In contrast, using the same parameters, multivariate analysis found that older age, and having a prior AIDS diagnosis were associated with clinical events individuals with a viral load above 400 copies/ml.
The investigators concluded that:
• Patients with undetectable viral loads and CD4 counts above 350 cells/mm3 have low rates of CD4 decline.
• The time spent with CD4 counts below 350 cells/mm3 is transient.
• In those patients with clinical events, proximal CD4 counts were not below 350 cells/mm3.
• There were no clear predictors of clinical events in multivariate analysis
"These are all really reassuring data," Dr Chilton said, although there were some caveats to their study.

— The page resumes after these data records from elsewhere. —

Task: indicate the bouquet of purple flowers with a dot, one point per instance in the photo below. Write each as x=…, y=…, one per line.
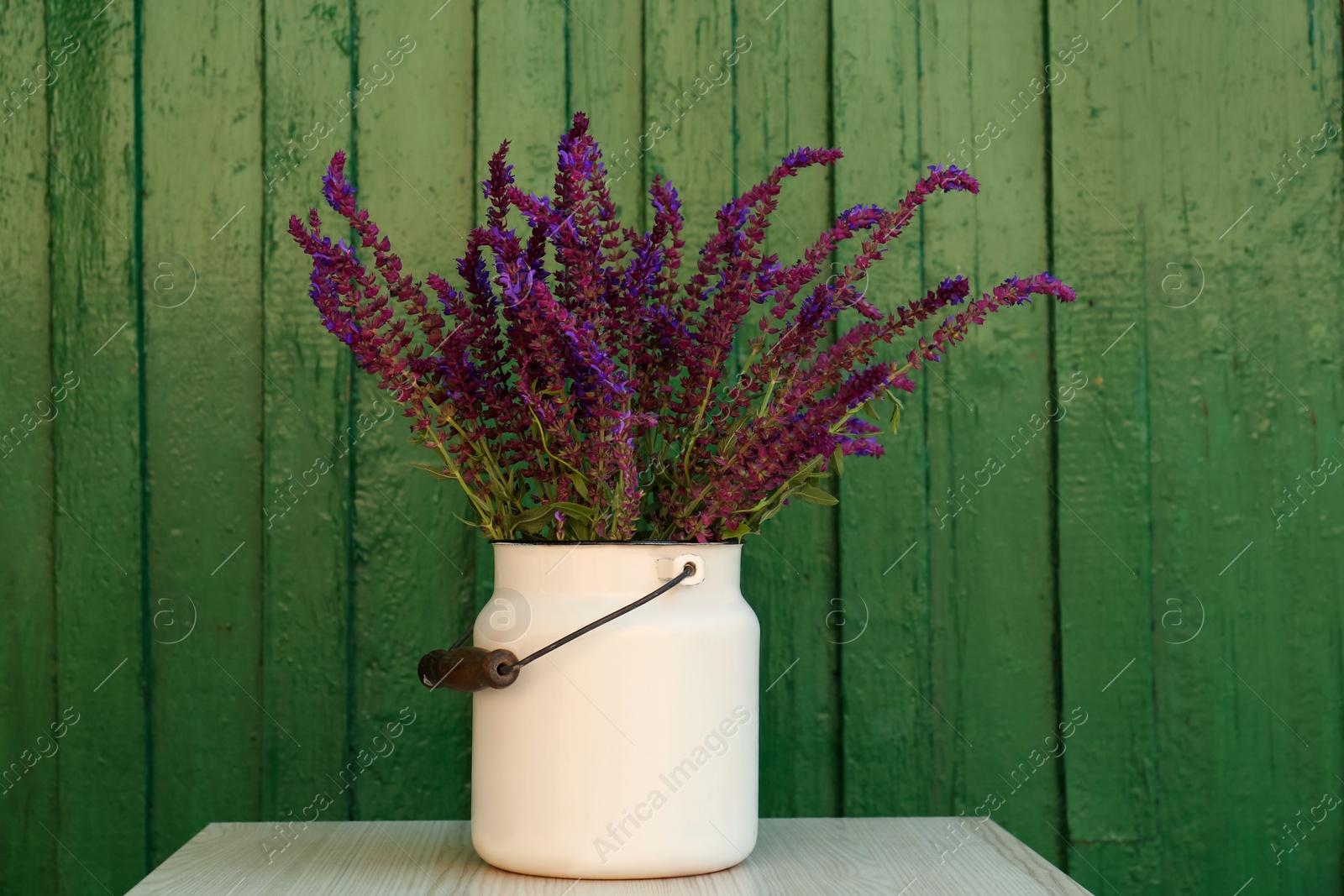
x=575, y=383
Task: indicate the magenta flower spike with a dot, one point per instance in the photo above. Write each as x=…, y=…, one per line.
x=573, y=380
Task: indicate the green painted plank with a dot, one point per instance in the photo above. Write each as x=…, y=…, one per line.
x=523, y=102
x=606, y=81
x=1245, y=398
x=416, y=562
x=96, y=332
x=29, y=407
x=689, y=118
x=202, y=98
x=1104, y=476
x=783, y=92
x=308, y=437
x=990, y=417
x=887, y=725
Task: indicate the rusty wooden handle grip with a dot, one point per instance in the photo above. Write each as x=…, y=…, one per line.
x=468, y=669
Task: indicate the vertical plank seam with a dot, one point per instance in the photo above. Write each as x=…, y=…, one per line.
x=1057, y=636
x=265, y=454
x=51, y=441
x=351, y=463
x=837, y=546
x=569, y=65
x=644, y=118
x=924, y=409
x=143, y=425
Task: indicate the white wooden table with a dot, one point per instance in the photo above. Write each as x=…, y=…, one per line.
x=890, y=856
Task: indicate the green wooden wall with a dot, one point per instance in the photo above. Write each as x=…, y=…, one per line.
x=1116, y=521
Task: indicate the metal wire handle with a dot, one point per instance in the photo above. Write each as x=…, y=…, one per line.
x=499, y=668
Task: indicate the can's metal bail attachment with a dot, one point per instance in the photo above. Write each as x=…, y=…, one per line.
x=671, y=567
x=470, y=669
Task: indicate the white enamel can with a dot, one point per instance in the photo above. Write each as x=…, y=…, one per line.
x=631, y=752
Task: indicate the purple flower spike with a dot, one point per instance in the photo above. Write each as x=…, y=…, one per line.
x=573, y=378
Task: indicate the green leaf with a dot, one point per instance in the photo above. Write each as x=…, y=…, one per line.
x=813, y=495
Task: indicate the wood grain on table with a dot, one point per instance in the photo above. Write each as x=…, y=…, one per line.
x=907, y=856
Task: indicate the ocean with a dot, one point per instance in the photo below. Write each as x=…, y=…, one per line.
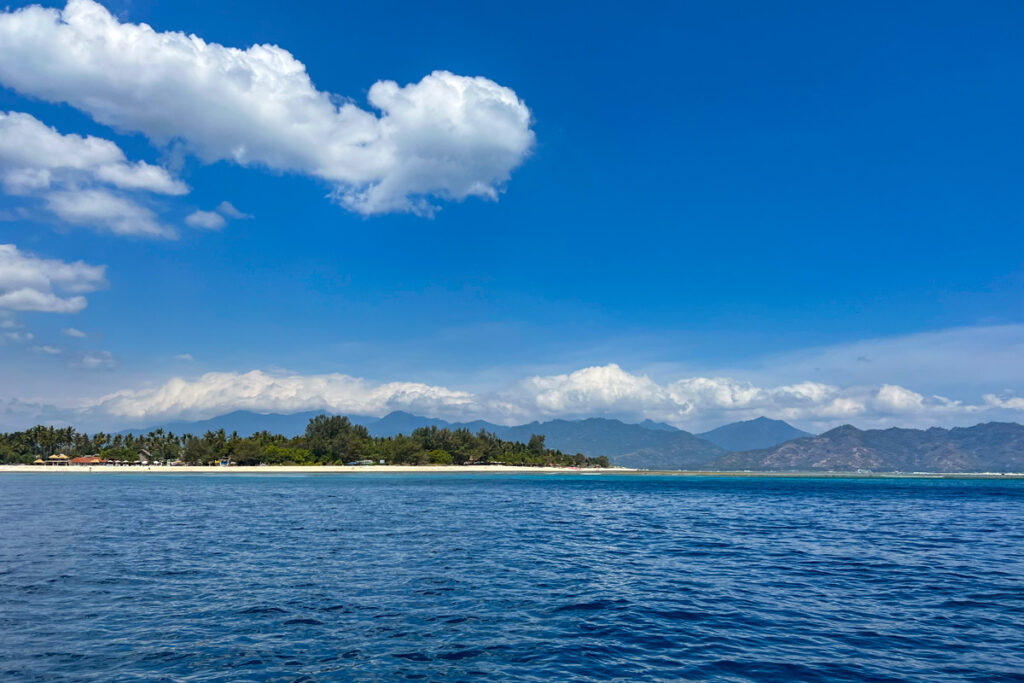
x=509, y=578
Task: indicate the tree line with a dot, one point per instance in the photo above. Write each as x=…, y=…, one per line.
x=328, y=440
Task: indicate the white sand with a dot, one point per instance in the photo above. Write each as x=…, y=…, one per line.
x=292, y=469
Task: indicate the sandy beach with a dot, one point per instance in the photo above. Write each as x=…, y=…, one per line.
x=483, y=469
x=302, y=469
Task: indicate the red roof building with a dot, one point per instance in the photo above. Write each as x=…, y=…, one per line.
x=89, y=460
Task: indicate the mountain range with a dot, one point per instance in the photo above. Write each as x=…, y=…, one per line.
x=760, y=444
x=994, y=446
x=648, y=444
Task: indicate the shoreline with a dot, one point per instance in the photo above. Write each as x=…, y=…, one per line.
x=483, y=469
x=297, y=469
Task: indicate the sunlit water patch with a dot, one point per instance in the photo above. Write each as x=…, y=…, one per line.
x=509, y=578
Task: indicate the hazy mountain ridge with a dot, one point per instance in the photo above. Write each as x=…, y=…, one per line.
x=753, y=434
x=993, y=446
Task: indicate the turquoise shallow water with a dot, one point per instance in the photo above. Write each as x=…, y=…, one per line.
x=537, y=578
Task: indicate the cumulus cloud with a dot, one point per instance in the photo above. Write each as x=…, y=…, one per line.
x=117, y=214
x=30, y=283
x=83, y=180
x=216, y=219
x=695, y=402
x=96, y=360
x=45, y=348
x=227, y=209
x=208, y=220
x=258, y=390
x=446, y=136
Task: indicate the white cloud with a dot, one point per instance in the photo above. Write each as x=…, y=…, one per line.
x=17, y=337
x=30, y=283
x=34, y=156
x=209, y=220
x=115, y=213
x=694, y=403
x=51, y=350
x=96, y=360
x=448, y=136
x=82, y=180
x=215, y=392
x=227, y=209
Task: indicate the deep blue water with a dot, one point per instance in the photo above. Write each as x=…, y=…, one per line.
x=534, y=578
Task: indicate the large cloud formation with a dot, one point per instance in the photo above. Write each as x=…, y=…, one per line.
x=83, y=180
x=693, y=402
x=449, y=136
x=30, y=283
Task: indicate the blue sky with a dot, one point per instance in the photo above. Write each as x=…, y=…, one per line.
x=722, y=190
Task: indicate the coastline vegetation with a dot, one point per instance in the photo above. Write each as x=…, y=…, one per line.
x=328, y=440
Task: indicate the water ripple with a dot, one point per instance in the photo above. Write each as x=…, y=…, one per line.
x=459, y=578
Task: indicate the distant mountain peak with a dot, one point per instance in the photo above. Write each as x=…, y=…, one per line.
x=657, y=426
x=753, y=434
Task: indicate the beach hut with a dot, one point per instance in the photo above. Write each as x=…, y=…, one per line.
x=89, y=460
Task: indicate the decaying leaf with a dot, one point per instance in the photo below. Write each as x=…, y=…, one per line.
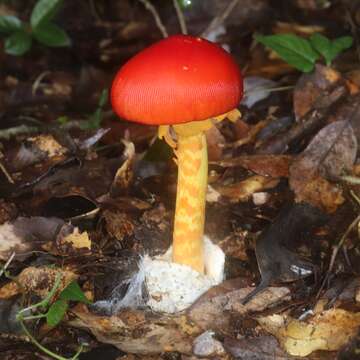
x=311, y=86
x=242, y=190
x=265, y=165
x=137, y=331
x=329, y=330
x=215, y=309
x=38, y=280
x=77, y=240
x=34, y=233
x=259, y=348
x=125, y=173
x=331, y=153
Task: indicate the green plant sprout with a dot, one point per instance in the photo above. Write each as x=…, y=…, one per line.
x=20, y=35
x=54, y=314
x=303, y=53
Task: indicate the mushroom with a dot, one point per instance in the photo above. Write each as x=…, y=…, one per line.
x=187, y=83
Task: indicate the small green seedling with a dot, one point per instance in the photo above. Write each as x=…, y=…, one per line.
x=303, y=53
x=55, y=313
x=20, y=35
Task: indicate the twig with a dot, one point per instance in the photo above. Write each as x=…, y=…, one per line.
x=310, y=121
x=150, y=7
x=339, y=246
x=218, y=20
x=180, y=16
x=6, y=173
x=6, y=134
x=3, y=269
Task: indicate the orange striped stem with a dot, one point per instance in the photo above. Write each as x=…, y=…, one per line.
x=190, y=201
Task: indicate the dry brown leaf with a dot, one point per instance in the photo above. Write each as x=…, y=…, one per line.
x=262, y=347
x=311, y=86
x=265, y=165
x=242, y=190
x=331, y=153
x=77, y=240
x=9, y=290
x=329, y=331
x=41, y=280
x=138, y=331
x=48, y=145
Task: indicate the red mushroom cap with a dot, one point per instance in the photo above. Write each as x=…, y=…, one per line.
x=177, y=80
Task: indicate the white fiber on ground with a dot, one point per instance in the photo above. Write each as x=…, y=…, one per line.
x=170, y=287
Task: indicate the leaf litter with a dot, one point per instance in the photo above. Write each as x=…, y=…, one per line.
x=85, y=203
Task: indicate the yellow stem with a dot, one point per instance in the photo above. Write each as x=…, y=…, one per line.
x=190, y=201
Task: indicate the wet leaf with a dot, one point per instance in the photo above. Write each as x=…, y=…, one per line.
x=52, y=35
x=293, y=49
x=44, y=11
x=331, y=153
x=329, y=330
x=329, y=49
x=18, y=43
x=256, y=89
x=259, y=348
x=310, y=87
x=242, y=190
x=73, y=292
x=9, y=24
x=265, y=165
x=56, y=312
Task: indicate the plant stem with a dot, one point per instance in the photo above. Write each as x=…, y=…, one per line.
x=190, y=201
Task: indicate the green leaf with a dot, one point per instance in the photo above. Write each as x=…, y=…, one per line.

This randomised, controlled study may not reflect clinical practice; follow-up time was short; there were a small number of events; and if CD4 counts are not measured as often in stable patients there will be a loss of data for future analyses.

"Nonetheless," she continued, "we do support less frequent CD4 monitoring in those who maintain optimal viral suppression and a CD4 count above 350." She said that annual CD4 monitoring was now recommended and that this was already being put into practice at her large central London HIV clinic.

During the question and answer sessions that followed, Dr Chilton said that annual CD4 counts had become acceptable to most patients once they had been reassured.

Speaking from the audience, Garry Brough, Mortimer Market’s Patient Representative, added that the strategy had worked following a consultation with patients. "What the clinic considered cost saving," he said, "we also considered time saving."

The result, he said was that in clinically stable patients with undetectable viral loads and CD4 counts above 350 cells/mm3 viral load testing was now done every four months, and CD4 counts done annually, resulting in just three visits a year for the patient, and considerable time and cost-saving for the clinic.

References
Chilton D et al. Utility of CD4 count monitoring in patients on HAART who maintain viral load suppression – experience from the VS arm of the SMART study. Fourteenth BHIVA Conference, Belfast. Abstract O21, 2008.

Phillips AN et al. CD4 cell count changes in individuals with counts above 500 cells/mm and viral loads below 50 copies/ml on antiretroviral therapy. AIDS 16(7):1073-1075, 2002.